From a computer on the management network, log on to the appliance by entering the new Management Service IP address, such as https://<Managemnt_IP_Address>, in a web browser.
To continue the configuration, accept the certificate and continue. The option to continue varies according to the web browser you are using.
Log on to the appliance.
The Configuration wizard starts again. In this wizard, some of the values which you have already provided, appear by default. Specify rest of the values you have recorded in your worksheet.
In System Services section, update the values if necessary.
In the Licensing section, select the appropriate license type. You can either select a local license or a remote license server to apply a license to the appliance.
- If you opt for a local license, you must generate a license by using the host ID of the appliance. To generate a local license for the appliance, see http://support.citrix.com/article/ctx131110. To apply the license, you can navigate to the SD-WAN > Configuration > Appliance Settings > Licensing page, after completing the Configuration wizard.
- If you opt for a remote licensing server, you must select a remote appliance model and provide the IP address of the licensing server in the Licensing Server Address field.

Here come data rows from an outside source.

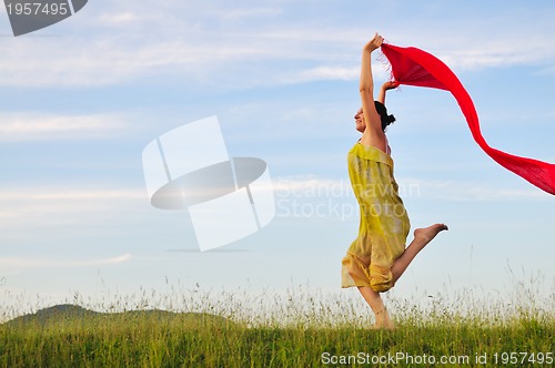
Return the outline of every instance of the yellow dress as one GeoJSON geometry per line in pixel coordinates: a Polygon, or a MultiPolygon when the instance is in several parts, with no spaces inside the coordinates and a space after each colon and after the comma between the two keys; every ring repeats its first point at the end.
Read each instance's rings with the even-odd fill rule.
{"type": "Polygon", "coordinates": [[[381,150],[356,143],[349,152],[349,176],[359,201],[359,237],[342,260],[342,287],[393,287],[391,267],[404,249],[411,228],[393,177],[393,160],[381,150]]]}

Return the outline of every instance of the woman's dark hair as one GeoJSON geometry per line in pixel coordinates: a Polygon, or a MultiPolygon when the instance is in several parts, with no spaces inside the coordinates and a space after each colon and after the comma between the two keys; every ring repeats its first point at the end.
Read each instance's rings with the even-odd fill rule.
{"type": "Polygon", "coordinates": [[[385,105],[380,101],[374,101],[374,105],[376,106],[376,111],[380,114],[380,119],[382,120],[382,131],[385,132],[387,125],[395,121],[395,116],[387,115],[387,109],[385,109],[385,105]]]}

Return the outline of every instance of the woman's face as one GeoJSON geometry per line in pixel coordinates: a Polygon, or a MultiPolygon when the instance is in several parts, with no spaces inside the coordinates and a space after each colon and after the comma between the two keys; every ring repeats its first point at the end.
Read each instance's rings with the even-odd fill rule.
{"type": "Polygon", "coordinates": [[[364,121],[364,114],[362,112],[362,108],[359,109],[359,111],[354,115],[354,123],[356,130],[361,133],[364,133],[364,130],[366,129],[366,122],[364,121]]]}

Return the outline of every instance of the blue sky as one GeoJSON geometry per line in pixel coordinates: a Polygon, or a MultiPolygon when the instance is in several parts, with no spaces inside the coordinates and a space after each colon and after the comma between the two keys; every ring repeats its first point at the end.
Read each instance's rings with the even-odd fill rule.
{"type": "MultiPolygon", "coordinates": [[[[357,232],[346,152],[356,142],[363,44],[381,32],[458,75],[494,147],[555,162],[555,4],[536,1],[91,1],[13,38],[0,10],[0,300],[94,299],[170,283],[337,290],[357,232]],[[186,213],[149,204],[143,147],[218,115],[232,156],[266,161],[276,217],[199,253],[186,213]]],[[[376,83],[387,72],[374,59],[376,83]]],[[[445,222],[394,293],[553,294],[548,195],[472,141],[446,92],[387,95],[389,139],[413,227],[445,222]]],[[[347,292],[345,292],[347,293],[347,292]]]]}

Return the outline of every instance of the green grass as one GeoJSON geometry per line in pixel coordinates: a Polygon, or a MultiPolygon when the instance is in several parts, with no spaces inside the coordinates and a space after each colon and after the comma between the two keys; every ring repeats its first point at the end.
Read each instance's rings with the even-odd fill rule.
{"type": "Polygon", "coordinates": [[[420,306],[390,297],[392,331],[370,330],[367,307],[349,292],[186,290],[151,299],[143,293],[100,304],[103,313],[73,305],[11,318],[0,325],[0,367],[427,367],[432,358],[441,366],[442,356],[454,359],[445,367],[553,366],[553,293],[529,298],[517,292],[519,303],[481,301],[468,293],[436,295],[420,306]],[[478,357],[487,365],[476,364],[478,357]]]}

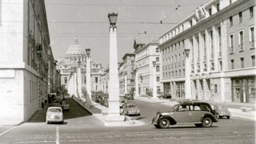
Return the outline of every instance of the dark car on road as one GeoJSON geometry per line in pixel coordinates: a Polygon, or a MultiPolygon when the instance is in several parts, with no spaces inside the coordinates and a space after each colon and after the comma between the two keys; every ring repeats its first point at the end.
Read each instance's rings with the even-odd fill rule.
{"type": "Polygon", "coordinates": [[[197,127],[210,127],[212,122],[218,121],[209,103],[189,100],[181,102],[167,112],[157,112],[152,124],[162,129],[174,124],[195,124],[197,127]]]}

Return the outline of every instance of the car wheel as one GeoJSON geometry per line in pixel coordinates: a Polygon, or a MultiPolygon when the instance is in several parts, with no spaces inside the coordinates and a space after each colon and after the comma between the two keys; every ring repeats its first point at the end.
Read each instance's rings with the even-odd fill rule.
{"type": "Polygon", "coordinates": [[[212,120],[210,117],[205,117],[203,121],[203,127],[210,127],[212,124],[212,120]]]}
{"type": "Polygon", "coordinates": [[[168,128],[169,126],[169,120],[166,118],[163,118],[160,121],[159,126],[162,129],[168,128]]]}
{"type": "Polygon", "coordinates": [[[196,127],[202,127],[202,126],[203,126],[202,124],[196,124],[195,125],[196,127]]]}
{"type": "Polygon", "coordinates": [[[156,128],[158,128],[158,129],[160,129],[160,126],[158,125],[158,124],[154,124],[154,126],[156,127],[156,128]]]}

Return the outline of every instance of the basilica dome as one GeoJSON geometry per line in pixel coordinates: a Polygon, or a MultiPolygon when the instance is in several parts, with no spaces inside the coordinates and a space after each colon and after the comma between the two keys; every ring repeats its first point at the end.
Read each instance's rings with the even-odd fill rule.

In the WAN Link Definition section, specify receive and send speeds for the WAN link in the respective fields. Citrix recommends values 10% lower than the WAN bandwidth, to avoid network congestion.
By default, WAN-side adapter settings are configured on the appliance. Accept the default settings.
Click Install. After the Installation process is complete, the appliance restarts.
As soon as the appliance restarts, the Dashboard page appears.
To configure the appliance to accelerate the network traffic, open navigate to the Configuration tab.
Note: Make sure that you have already applied the appropriate license to the appliance.
On the Network Adapters page of the Appliance Settings node, verify and, if necessary, assign IP addresses, subnet masks, and gateways to the accelerated bridges (apA and apB) to be used. Applying these changes restarts the appliance.
Note: You need to assign IP addresses to apA and apB adapters only if you intended to configure WCCP mode, virtual inline mode, or the Video Caching feature on the appliance.
The Initial Configuration is complete. Traffic now flows through the appliance. The Dashboard page shows this traffic.
You need additional configuration on the appliance if you intend to use some of the modes and features, such as, virtual inline mode, video caching, secure peering, high availability, encrypted CIFS/MAPI acceleration, AppFlow monitoring, or SNMP monitoring.
- Inline installations place the appliance between your LAN and WAN routers, using both ports of the accelerated bridge, such as ports LAN1 and WAN1 on a SD-WAN 1000 appliance with Window Server or ports 1/1 and 1/2 on SD-WAN 2000 appliance with Windows Server, for the apA accelerated bridge port.
- WCCP and virtual inline installations connect a single accelerated bridge port to your WAN router.
- Virtual inline installations require that you configure your router to forward WAN traffic to the appliance. See Router Configuration.
- WCCP installations require configuration of your router and the appliance. See WCCP Mode.